LONDON (AP) – Updated figures from the Office for National Statistics on Thursday presented a grim picture of Britain’s economy, which contracted more than initially expected between July and September.
Gross domestic product fell a revised 0.3 percent in the third quarter of 2022, compared with an estimated 0.2 percent decline, as corporate investment performed worse than expected. Growth figures for the first half of 2022 were also revised downward, with figures showing the UK growing by just 0.6 percent in the first quarter and 0.1 percent in the second quarter.
The ONS also indicated that GDP is now estimated to be 0.8 percent below pre-pandemic levels, revised down from a previous estimate of 0.4 percent below.
“Our revised figures show that the economy has performed slightly worse over the past year than we had previously estimated, with manufacturing and electricity generation noticeably weaker,” said Darren Morgan, director of economic statistics at the ONS.

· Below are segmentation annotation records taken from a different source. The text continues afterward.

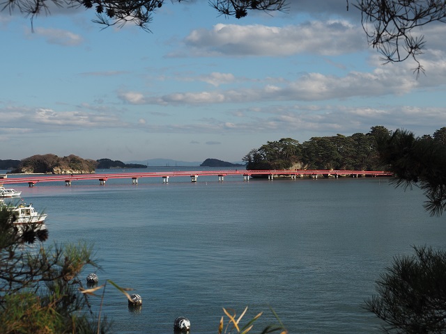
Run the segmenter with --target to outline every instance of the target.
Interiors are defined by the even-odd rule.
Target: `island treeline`
[[[124,164],[119,160],[100,159],[93,160],[83,159],[74,154],[68,157],[58,157],[56,154],[36,154],[20,161],[6,164],[12,169],[10,173],[38,173],[38,174],[85,174],[95,173],[96,168],[146,168],[146,165],[139,164]],[[0,168],[1,169],[1,168]]]
[[[268,141],[258,149],[249,151],[243,158],[246,169],[322,169],[381,170],[387,166],[380,162],[378,144],[389,138],[392,132],[382,125],[371,127],[367,134],[349,136],[342,134],[312,137],[302,143],[291,138]],[[433,136],[424,135],[422,140],[446,138],[446,127]]]

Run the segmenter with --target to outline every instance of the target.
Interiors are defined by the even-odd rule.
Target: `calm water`
[[[413,245],[445,246],[445,217],[424,211],[419,190],[395,189],[387,179],[13,187],[48,214],[47,244],[94,243],[100,283],[141,296],[132,312],[107,286],[104,312],[118,333],[172,333],[179,316],[192,334],[216,333],[222,308],[240,314],[246,305],[247,319],[265,311],[254,333],[273,322],[270,305],[291,333],[378,333],[362,307],[380,273]]]

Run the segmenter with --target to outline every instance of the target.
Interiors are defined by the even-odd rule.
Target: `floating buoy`
[[[141,298],[141,296],[139,296],[139,294],[135,294],[130,295],[130,299],[132,299],[132,301],[130,301],[130,300],[129,299],[128,301],[129,305],[142,305],[142,299]]]
[[[176,332],[189,332],[190,331],[190,321],[187,318],[178,317],[174,322],[174,331]]]
[[[99,281],[99,278],[95,273],[89,273],[86,276],[86,281],[89,283],[97,283]]]

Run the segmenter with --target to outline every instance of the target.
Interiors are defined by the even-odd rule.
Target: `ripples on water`
[[[14,188],[48,214],[47,243],[94,243],[100,283],[141,296],[131,312],[107,287],[118,333],[171,333],[179,316],[192,334],[216,333],[222,308],[245,305],[247,319],[266,311],[255,333],[273,322],[271,305],[290,333],[378,333],[362,306],[379,273],[413,245],[444,246],[444,218],[387,179],[239,177]]]

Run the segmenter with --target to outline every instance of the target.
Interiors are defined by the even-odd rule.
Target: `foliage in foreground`
[[[238,333],[240,334],[245,334],[252,329],[254,327],[254,323],[262,315],[262,312],[259,313],[254,318],[249,320],[247,324],[242,326],[240,321],[245,316],[246,311],[247,311],[247,306],[245,308],[242,314],[236,319],[236,311],[227,310],[223,308],[223,312],[228,317],[227,324],[224,325],[224,317],[222,317],[220,319],[220,324],[218,327],[218,334],[230,334],[231,333]],[[268,333],[274,333],[280,331],[280,334],[287,334],[288,331],[285,328],[285,326],[282,323],[277,315],[274,312],[272,309],[270,309],[271,312],[274,315],[275,317],[278,321],[278,324],[268,325],[261,332],[261,334],[267,334]],[[231,311],[230,312],[229,311]],[[231,314],[232,313],[232,314]]]
[[[395,258],[380,275],[366,309],[385,323],[384,333],[445,333],[446,252],[414,248],[415,255]]]
[[[419,186],[427,198],[424,208],[431,215],[441,215],[446,209],[446,127],[433,137],[396,130],[378,141],[378,150],[395,175],[396,186]]]
[[[11,212],[0,209],[0,333],[107,333],[79,292],[79,275],[98,268],[84,244],[45,249],[43,231],[14,226]],[[100,319],[101,320],[101,319]],[[100,326],[100,331],[98,330]]]

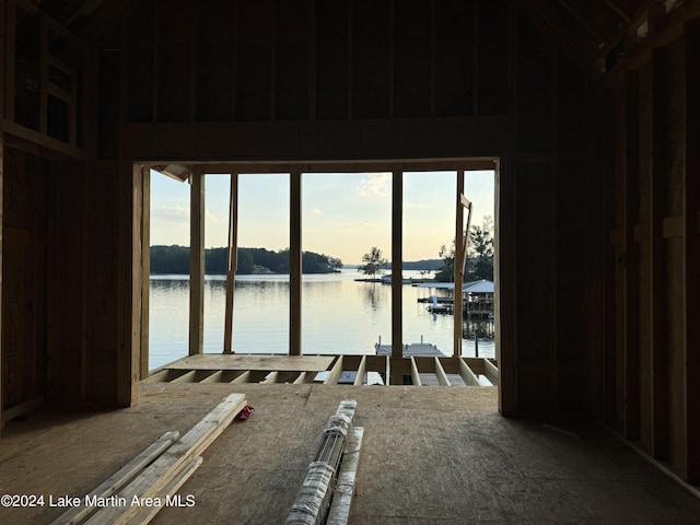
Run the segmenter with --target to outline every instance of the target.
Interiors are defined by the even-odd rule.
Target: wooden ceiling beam
[[[619,5],[619,1],[617,0],[603,0],[605,4],[615,11],[625,22],[630,23],[632,21],[632,12],[628,9],[627,11]],[[629,2],[626,2],[629,3]]]
[[[607,42],[623,23],[619,14],[607,8],[605,2],[559,0],[559,3],[598,38],[598,44]]]
[[[571,51],[571,58],[585,67],[593,65],[599,52],[595,38],[584,33],[562,8],[557,8],[550,0],[520,0],[517,4],[530,22],[563,43],[564,49]]]
[[[141,3],[140,0],[106,0],[81,30],[81,35],[89,40],[98,38],[114,28],[139,3]]]

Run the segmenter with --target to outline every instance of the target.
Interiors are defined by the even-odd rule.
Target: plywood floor
[[[0,488],[83,495],[231,392],[246,395],[253,418],[205,452],[179,491],[195,506],[164,509],[153,523],[283,523],[318,433],[346,398],[358,400],[355,424],[365,429],[351,524],[691,524],[700,516],[700,499],[606,431],[504,419],[488,387],[144,384],[129,409],[10,423]],[[50,523],[60,514],[0,509],[0,523]]]

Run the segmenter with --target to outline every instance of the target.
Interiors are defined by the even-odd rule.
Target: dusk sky
[[[151,245],[189,245],[189,184],[156,172],[151,187]],[[467,172],[472,224],[494,215],[494,173]],[[206,178],[206,246],[226,245],[229,175]],[[404,260],[438,258],[455,235],[455,172],[404,174]],[[289,175],[240,175],[238,246],[289,246]],[[302,176],[302,249],[359,264],[372,246],[392,255],[392,174]]]

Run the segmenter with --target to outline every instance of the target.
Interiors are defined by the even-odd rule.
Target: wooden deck
[[[420,347],[420,348],[419,348]],[[494,360],[446,357],[432,345],[409,345],[401,358],[377,355],[189,355],[151,372],[148,383],[233,384],[393,384],[415,386],[485,386],[479,377],[498,385]],[[422,353],[421,353],[422,352]],[[381,378],[381,380],[377,380]],[[388,378],[388,381],[387,381]]]

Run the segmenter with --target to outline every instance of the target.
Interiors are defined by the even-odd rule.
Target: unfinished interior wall
[[[126,104],[122,156],[501,158],[505,411],[594,409],[603,259],[587,73],[509,2],[211,10],[142,2],[115,32],[105,90]],[[188,20],[187,35],[167,31]]]
[[[587,77],[523,19],[516,65],[518,409],[596,411],[602,217]]]
[[[47,163],[4,150],[2,209],[3,419],[40,405],[46,389]]]
[[[615,250],[609,304],[615,331],[606,345],[616,373],[608,420],[650,455],[698,479],[696,24],[611,79],[604,115],[608,217]],[[614,277],[614,280],[612,280]],[[695,290],[695,291],[693,291]],[[696,380],[697,381],[697,380]]]

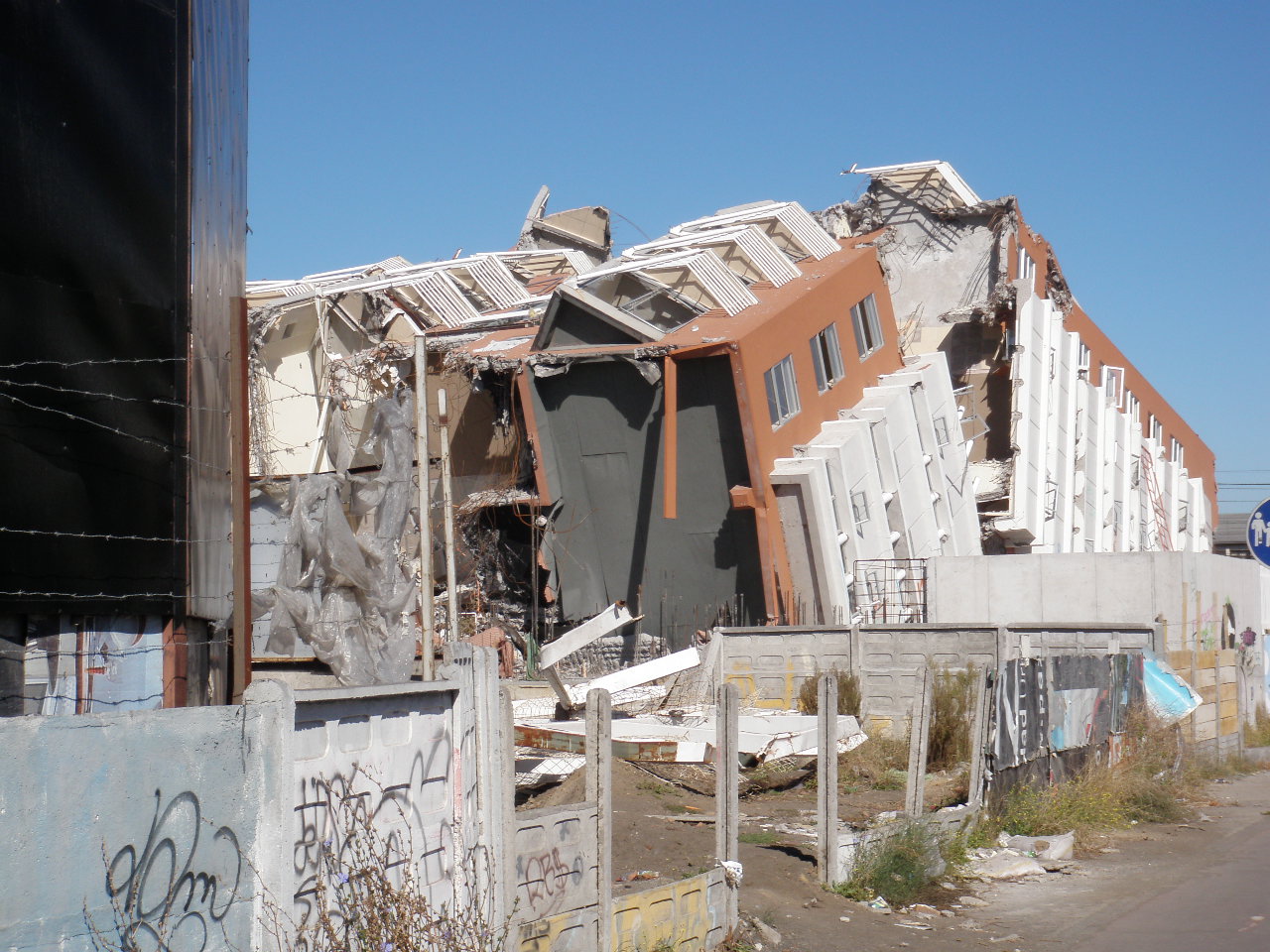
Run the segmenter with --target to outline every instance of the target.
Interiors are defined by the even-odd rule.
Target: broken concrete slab
[[[1001,845],[1036,859],[1071,859],[1076,847],[1076,833],[1055,836],[1010,836],[1001,834]]]
[[[1017,880],[1024,876],[1044,876],[1045,867],[1030,856],[1002,849],[970,864],[970,872],[986,880]]]
[[[566,631],[551,644],[544,645],[538,652],[538,668],[554,668],[578,649],[585,647],[605,635],[615,632],[634,621],[639,619],[631,616],[630,609],[626,608],[626,603],[615,602],[577,628]]]

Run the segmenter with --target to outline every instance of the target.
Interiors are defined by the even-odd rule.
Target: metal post
[[[817,684],[815,864],[820,882],[838,875],[838,675],[822,674]]]
[[[931,701],[935,694],[931,669],[923,668],[917,678],[913,718],[908,736],[908,784],[904,787],[904,812],[921,816],[926,811],[926,753],[931,737]]]
[[[499,783],[494,786],[499,833],[493,845],[494,882],[490,890],[494,899],[494,919],[497,924],[507,922],[516,905],[516,726],[512,720],[512,692],[498,689],[498,750],[494,763]]]
[[[596,805],[597,952],[613,947],[613,702],[603,688],[587,693],[587,802]]]
[[[446,604],[450,641],[458,641],[458,572],[455,569],[455,495],[450,475],[450,405],[446,391],[437,391],[437,425],[441,428],[441,504],[446,528]]]
[[[432,611],[432,466],[428,452],[428,360],[422,334],[414,339],[414,458],[419,479],[419,618],[423,622],[423,679],[432,680],[436,618]]]
[[[984,668],[974,679],[974,712],[970,720],[970,792],[966,803],[972,810],[983,805],[983,776],[988,762],[988,669]]]
[[[243,692],[251,683],[251,467],[246,352],[246,298],[241,298],[230,325],[230,547],[234,579],[230,699],[235,704],[243,703]]]
[[[719,862],[735,862],[740,853],[740,763],[737,760],[740,744],[740,692],[735,684],[723,684],[716,696],[715,713],[715,856]],[[730,881],[730,880],[729,880]],[[738,889],[728,889],[728,928],[737,924]]]

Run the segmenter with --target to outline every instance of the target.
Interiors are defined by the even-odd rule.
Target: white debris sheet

The coming months look far from bright, as experts predict the economy will contract further in the final quarter of 2022, which would see the U.K. fall into recession – when an economy contracts for two consecutive quarters – with predictions that it will experience contractions. of a similar size in the first and second quarters of 2023. The effects are already hitting consumers hard, with household spending falling 1.1% after inflation in the third quarter – the first decline since January to March 2021, when the UK was in lockdown.
“Household incomes continued to fall in real terms, albeit at a slower pace than in the previous two quarters,” Morgan said.
In comparison to other advanced economies, the U.K. is doing particularly badly.
“The national accounts confirm that the U.K. was the only G-7 economy in which third-quarter GDP was still below its pre-COVID level,” said Samuel Tombs of Pantheon Macroeconomics.
“Going forward, the U.K. will likely continue to underperform; we expect Britain to experience the deepest recession among the major advanced economies in 2023.”